Post-moderns cry foul. On one hand, I can see their point. That is, from the post-war tendency to put things above people. It's nothing new.
"Let the kids have a little basketball park to play and recreate."
"No! It will make our beautiful neighborhood look bad!"
"But we should let them have a place to go and do things so that maybe they will stay out of trouble."
"Screw'em! I love my home values!"
So this isn't anything new. We put far more value on things than people, unless there's a natural disaster or tragic event that suddenly injects that God perspective on us about people being, you know, valuable. So in one case, I can see that people wouldn't want a huge cross in a nearby yard. Though the fellow bellyaching that it looks like there's a church on the street is telling.

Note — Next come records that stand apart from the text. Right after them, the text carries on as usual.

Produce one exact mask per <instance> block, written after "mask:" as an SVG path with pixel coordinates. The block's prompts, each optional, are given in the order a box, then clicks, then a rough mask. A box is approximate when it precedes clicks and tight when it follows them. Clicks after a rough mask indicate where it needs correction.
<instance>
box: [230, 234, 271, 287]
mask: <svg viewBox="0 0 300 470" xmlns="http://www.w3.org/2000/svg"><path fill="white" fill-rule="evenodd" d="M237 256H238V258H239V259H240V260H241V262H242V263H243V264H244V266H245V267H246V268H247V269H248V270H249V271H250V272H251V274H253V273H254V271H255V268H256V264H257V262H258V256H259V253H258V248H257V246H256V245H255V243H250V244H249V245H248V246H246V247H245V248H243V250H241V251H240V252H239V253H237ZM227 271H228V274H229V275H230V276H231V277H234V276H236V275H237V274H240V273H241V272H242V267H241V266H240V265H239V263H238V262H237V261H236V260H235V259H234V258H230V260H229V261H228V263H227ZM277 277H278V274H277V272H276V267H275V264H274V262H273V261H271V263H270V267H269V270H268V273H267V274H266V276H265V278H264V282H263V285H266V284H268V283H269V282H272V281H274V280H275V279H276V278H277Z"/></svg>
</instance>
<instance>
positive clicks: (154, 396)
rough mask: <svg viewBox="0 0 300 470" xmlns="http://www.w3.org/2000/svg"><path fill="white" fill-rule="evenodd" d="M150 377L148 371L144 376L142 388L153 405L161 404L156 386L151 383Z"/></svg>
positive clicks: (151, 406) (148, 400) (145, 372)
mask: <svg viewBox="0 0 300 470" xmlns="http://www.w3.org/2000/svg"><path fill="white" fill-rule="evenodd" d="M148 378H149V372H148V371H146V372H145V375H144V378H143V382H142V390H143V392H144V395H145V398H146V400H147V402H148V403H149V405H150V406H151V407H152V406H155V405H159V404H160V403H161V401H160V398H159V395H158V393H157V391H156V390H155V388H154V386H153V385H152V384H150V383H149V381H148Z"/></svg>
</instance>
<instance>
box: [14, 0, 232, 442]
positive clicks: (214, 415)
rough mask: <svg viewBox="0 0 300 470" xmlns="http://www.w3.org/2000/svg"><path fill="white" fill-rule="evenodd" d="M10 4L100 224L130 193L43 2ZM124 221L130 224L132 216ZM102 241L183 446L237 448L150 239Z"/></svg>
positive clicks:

But as usual, what gets me is the combox responses. It's not just because of the superiority of property over people that many jump on. It's the 'religion is evil and stupid' meme that they advance. My favorite was from a young lady who says the parable of the Good Samaritan proves Jesus is a racist, so she's glad he's dead. I suppose that means if she thinks a person is a racist, she hopes that person dies. But far more stupid is the fact that the parable of the Good Samaritan has always been pointed to as an example of Jesus smacking at the prejudice and bigotry of his day. That a Good Samaritan would be an oxymoron in Jewish circles is exactly the point of his parable of just what is someones neighbor. And so blinded is she by her faith in faithlessness, she misses it by a mile.
Again, anyone still laboring under the delusion that to reject religion is to be intellectually superior must have been on an island out of contact with people who have rejected religion.